En todo paisaje inhóspito siempre existen oasis salvadores, paréntesis de vida que hacen factible seguir recorriendo vastas dunas desérticas. Ayer fue un rostro lo que me impidió hundirme en la sed y el desánimo. Una mujer, sentada en la barra del bar "El Perico", entonó una canción entrañable, al ritmo de un piano mal afinado. Se trataba de una canción de Olga Guillot. Lo que perturbó mi atención fue la expresión de su rostro, los ojos cerrados, la voz desgañitándose por un desamor vivo. Imaginé que cada semana el ritual se repetía desde hacía años. Llegaba al bar, pedía un güisquito y ya, alcanzando la desinhibición necesaria, entonaba la misma canción que la mantenía anclada a ese dolor perdurable. Me avergonzó un poco que en medio de una urbe plagada de malos presagios, me reconfortara su sufrida emoción.

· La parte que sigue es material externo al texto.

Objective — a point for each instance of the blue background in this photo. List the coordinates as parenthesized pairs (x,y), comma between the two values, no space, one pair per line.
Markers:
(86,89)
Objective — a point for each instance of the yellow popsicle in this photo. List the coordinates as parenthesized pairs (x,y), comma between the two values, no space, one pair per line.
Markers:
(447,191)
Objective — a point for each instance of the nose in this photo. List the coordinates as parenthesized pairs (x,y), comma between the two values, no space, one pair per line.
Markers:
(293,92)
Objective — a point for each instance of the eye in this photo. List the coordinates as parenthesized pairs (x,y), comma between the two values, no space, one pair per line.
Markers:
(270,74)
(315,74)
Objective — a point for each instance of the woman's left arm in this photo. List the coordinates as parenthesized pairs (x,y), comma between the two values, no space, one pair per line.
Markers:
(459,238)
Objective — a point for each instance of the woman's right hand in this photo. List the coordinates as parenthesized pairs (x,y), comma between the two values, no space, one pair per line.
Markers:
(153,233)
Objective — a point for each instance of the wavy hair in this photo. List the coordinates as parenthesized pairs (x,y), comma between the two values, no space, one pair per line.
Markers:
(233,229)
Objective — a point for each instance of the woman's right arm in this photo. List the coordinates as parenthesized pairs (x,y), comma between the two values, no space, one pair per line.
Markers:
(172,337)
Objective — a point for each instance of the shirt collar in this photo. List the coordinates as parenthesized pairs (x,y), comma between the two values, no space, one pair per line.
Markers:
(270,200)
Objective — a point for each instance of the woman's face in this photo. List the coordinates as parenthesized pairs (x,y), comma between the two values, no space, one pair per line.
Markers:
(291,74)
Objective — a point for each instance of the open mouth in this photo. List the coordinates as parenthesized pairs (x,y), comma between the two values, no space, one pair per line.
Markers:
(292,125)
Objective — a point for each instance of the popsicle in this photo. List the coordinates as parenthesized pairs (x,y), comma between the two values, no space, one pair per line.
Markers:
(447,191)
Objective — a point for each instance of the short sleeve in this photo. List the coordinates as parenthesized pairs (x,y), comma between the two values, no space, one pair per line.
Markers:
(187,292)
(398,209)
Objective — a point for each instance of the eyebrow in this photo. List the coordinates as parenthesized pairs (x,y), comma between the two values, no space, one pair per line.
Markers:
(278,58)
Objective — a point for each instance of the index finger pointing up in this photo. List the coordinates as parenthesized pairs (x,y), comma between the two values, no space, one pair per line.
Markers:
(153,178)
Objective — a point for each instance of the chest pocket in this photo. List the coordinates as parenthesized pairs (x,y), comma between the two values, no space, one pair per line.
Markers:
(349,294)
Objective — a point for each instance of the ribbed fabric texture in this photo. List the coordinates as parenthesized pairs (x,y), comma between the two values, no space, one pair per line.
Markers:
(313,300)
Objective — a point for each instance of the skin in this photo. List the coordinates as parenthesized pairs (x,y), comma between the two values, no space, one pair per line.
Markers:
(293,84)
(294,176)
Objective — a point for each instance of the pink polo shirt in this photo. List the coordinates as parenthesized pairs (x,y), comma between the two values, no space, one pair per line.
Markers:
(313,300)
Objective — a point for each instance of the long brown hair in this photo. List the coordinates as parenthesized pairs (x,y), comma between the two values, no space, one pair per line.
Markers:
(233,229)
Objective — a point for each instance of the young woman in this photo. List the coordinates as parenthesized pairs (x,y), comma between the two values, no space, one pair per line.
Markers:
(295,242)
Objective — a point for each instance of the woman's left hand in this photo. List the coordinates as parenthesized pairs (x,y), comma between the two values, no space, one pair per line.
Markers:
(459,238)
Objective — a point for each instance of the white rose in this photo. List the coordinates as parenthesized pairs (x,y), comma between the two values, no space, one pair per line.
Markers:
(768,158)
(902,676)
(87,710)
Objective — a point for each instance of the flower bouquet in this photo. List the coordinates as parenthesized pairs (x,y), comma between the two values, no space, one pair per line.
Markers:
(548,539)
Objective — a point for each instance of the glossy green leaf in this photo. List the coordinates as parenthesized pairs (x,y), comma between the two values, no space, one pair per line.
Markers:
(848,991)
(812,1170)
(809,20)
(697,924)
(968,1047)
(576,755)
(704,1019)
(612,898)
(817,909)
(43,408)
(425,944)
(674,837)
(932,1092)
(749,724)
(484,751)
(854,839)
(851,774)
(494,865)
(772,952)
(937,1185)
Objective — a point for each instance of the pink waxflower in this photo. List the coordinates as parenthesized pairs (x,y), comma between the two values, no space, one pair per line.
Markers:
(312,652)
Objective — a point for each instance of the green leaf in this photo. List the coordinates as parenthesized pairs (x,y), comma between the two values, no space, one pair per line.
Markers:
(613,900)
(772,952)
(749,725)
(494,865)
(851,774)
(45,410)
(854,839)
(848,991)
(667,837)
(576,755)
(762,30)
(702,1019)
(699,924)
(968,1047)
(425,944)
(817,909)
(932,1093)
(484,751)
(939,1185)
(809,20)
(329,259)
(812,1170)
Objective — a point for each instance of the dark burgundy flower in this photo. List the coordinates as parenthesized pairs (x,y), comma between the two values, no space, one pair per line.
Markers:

Y es que cantaba como si el dolor todavía tuviese algún sentido, en medio de tanta errancia.

1 de junio de 2010

Burlado

Vencer a un tonto nos humilla
Nicolás Gómez Dávila


Una situación indignante: sentirse burlado. Me refiero a cuando alguien te usa como objeto de mofa, en lugar de compartir contigo la maravilla del humor, las múltiples posibilidades de la risa. Me ocurrió apenas hace unos días, estando en casa, dispuesto a ver una película. Recibí una llamada telefónica por demás infantil y pedestre, que me hizo sentir ingrato, poco atento y olvidadizo. No podía recordar a la persona que llamaba, a quien supuestamente habría conocido en una fiesta reciente. "De aquí, tendré que ir directo al psicólogo", me dijo la chica. Entre la ofuscación y el azoro, no entendí, sino hasta más tarde, que había sido sujeto de una broma.

Entonces es cuando sobreviene la sensación del ridículo: resulta humillante que otros se "diviertan" a tus costillas y, peor aún, bajo la máscara del anonimato. Hay en todo esto mucho de soberbia disfrazada de tontería: ocurre cuando te tratan como inferior, como a alguien con quien se puede ser mezquino, un ser que merece el desprecio de la burla (la exclusión del entendimiento, la afrenta del engatusamiento absurdo). Me recuerda de inmediato la crueldad de los niños de primaria, tan aptos para denigrar a quienes se muestran apenas un poco diferentes o menos avezados. ¿Cómo puede alguien ufanarse de ello?, ¿cómo escapar de esa crueldad natural, es decir, sin conciencia ni madurez? La única respuesta que yo encuentro es que sólo a partir de la absoluta inocencia es posible salir del paso.

Otra cuestión que me preocupa: ¿es posible el resarcimiento de la burla? Claro: las disculpas y el perdón todo lo mitigan. Pero ya sabemos que en el anonimato, la impunidad se vuelve no sólo posible sino perdurable. Queda grabada como una marca indeleble, como un destello fijo en la mirada.